I am conducting a two-sample test (1-way ANOVA with 2 treatments), and the goal is to estimate the ratio of cell means assuming that the data are lognormal. A simple approach is to log the response and fit a model
$\log Y = b_0 + b_1 * X$
and then estimate the ratio as
$R = e^{b_1}$
However, that gives the ratio of geometric cell means rather than arithmetic cell means.

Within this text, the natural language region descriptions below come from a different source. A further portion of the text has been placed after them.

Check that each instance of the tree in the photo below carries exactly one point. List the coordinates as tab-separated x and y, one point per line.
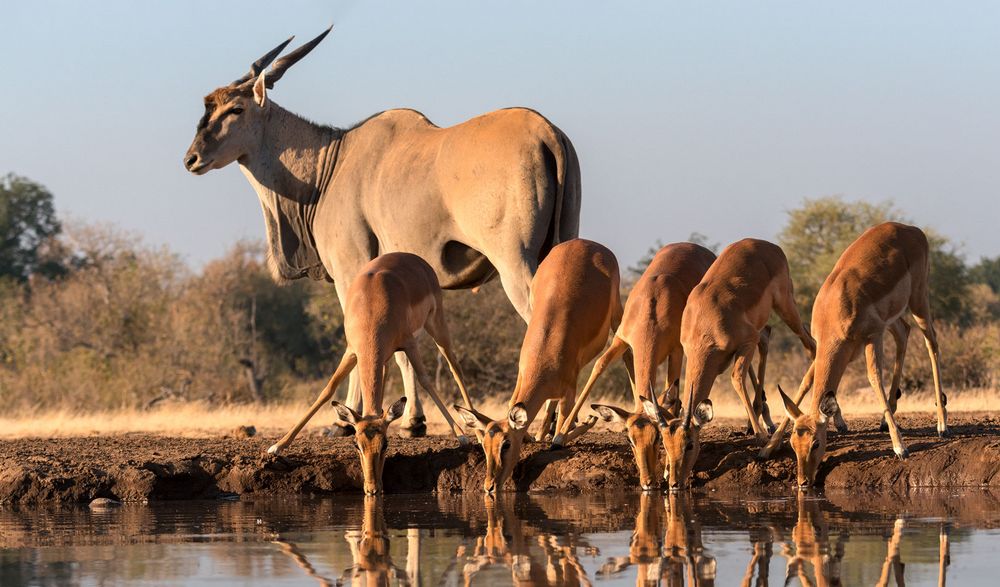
987	271
27	221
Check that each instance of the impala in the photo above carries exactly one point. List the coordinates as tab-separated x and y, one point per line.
394	297
879	276
575	303
649	334
485	198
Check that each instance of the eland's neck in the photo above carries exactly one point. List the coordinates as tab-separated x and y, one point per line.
295	160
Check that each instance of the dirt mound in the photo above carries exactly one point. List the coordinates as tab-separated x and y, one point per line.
140	467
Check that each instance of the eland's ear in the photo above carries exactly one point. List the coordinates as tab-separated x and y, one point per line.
345	413
653	411
703	413
395	410
472	418
792	410
260	90
609	413
517	417
828	406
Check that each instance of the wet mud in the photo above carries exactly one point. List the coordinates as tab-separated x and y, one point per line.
141	467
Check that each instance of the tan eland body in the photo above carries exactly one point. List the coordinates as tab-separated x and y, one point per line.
575	304
877	279
488	197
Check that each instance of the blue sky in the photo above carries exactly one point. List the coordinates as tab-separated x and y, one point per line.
712	117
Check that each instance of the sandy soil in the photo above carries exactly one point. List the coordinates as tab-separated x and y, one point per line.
136	467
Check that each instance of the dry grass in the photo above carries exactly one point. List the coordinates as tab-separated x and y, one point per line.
201	420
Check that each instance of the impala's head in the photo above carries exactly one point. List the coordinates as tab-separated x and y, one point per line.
501	442
232	126
808	438
682	444
642	429
371	439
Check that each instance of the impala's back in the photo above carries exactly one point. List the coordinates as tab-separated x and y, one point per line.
573	296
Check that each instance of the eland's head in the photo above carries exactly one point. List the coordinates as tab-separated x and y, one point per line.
231	127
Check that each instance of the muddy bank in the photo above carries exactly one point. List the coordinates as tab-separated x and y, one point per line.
146	467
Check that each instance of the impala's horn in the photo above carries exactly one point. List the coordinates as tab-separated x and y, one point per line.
281	66
258	66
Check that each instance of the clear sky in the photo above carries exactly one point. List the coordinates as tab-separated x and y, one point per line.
714	117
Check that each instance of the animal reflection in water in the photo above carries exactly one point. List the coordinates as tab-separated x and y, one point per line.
514	543
665	553
369	547
666	548
815	560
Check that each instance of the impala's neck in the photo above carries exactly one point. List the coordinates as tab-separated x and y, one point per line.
290	173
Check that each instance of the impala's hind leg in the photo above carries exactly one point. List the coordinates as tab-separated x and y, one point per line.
346	365
741	364
920	308
425	382
874	356
617	349
900	331
760	400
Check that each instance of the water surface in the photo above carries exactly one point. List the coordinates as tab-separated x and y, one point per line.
614	539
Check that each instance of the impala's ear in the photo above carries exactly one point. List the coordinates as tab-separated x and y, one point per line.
828	406
395	410
793	411
260	90
345	413
517	417
472	418
703	413
653	412
610	413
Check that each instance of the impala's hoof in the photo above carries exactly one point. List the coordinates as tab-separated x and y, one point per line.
416	429
341	430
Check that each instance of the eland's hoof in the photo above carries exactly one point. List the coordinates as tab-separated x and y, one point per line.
341	430
416	429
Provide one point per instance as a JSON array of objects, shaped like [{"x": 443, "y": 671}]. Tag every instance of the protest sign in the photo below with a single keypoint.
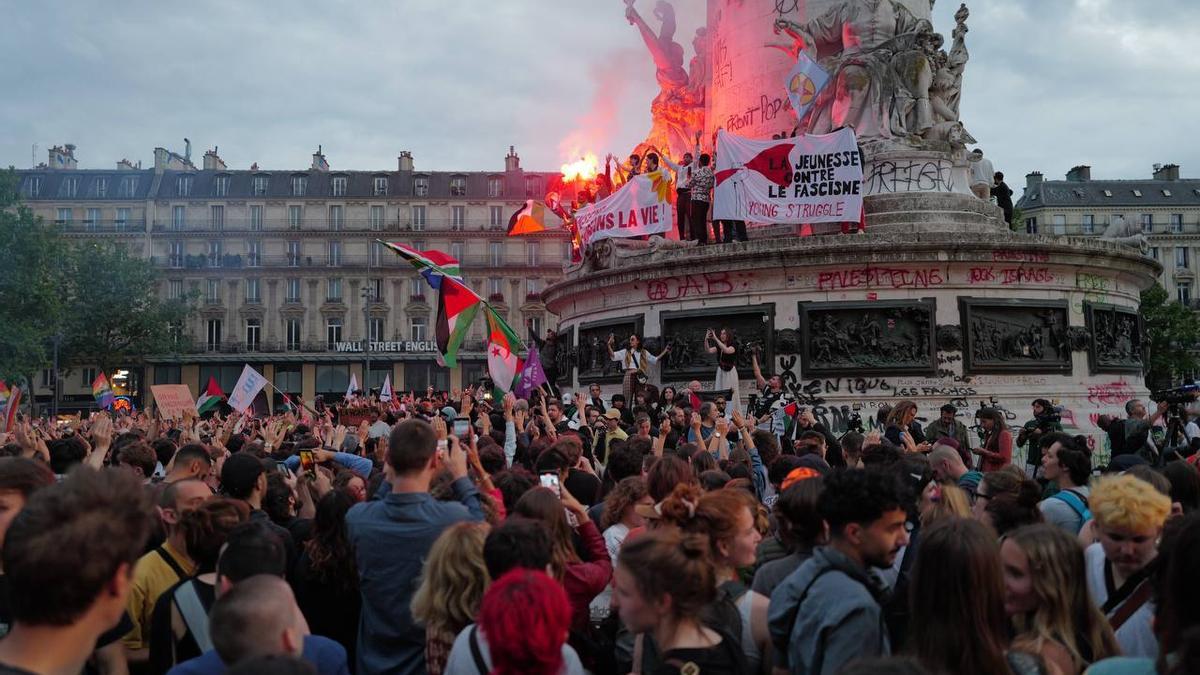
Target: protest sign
[
  {"x": 641, "y": 207},
  {"x": 789, "y": 180}
]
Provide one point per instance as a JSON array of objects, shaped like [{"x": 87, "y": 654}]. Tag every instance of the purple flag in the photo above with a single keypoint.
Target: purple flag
[{"x": 532, "y": 375}]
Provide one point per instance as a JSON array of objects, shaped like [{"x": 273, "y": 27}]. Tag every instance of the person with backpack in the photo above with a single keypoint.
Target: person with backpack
[
  {"x": 828, "y": 611},
  {"x": 1067, "y": 463},
  {"x": 731, "y": 520},
  {"x": 1129, "y": 515}
]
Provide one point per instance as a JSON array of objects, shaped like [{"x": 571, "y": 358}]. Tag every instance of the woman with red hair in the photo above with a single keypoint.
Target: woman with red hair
[{"x": 522, "y": 628}]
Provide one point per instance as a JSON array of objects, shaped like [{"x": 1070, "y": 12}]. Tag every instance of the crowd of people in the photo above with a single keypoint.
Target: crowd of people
[{"x": 569, "y": 533}]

I assumed that if I fit a "proper" lognormal model using either gamlss in R or PROC GLIMMIX in SAS, I will get the ratio of arithmetic means, but for some reason both procedures generate the same slope as the $\log Y$ regression.
This is odd because when I use this approach with Poisson or Negative Binomial regression, I do get the ratio of arithmetic means. What am I missing?
P.S.
I think I identified the source of confusion, but I don't have an explanation for it. A lognormal setup with the identity link function is:
$\log Y_1 \sim N(b_0, \sigma^2)$
$\log Y_2 \sim N(b_0 + b_1, \sigma^2)$
which implies
$\frac{E[Y_2]}{E[Y_1]} = \frac{e^{b_0 + b_1 +\sigma^2/2}}{e^{b_0 + \sigma^2/2}} = e^{b_1}$
To me, it means that $e^{b_1}$ should have a point estimate equal to the ratio of arithmetic means for the original response.
On the other hand,
$E[\log Y_1] = b_0$
$E[\log Y_2] = b_0 + b_1$
$b_0$ is estimated as arithmetic mean of $\log Y_1$, $b_0 + b_1$ is estimated as arithmetic mean of $\log Y_2$. Hence, $e^{b_1}$ should have a point estimate equal to the ratio of geometric means for the original response, and it does, given the output from those two packages. Where did I make a mistake?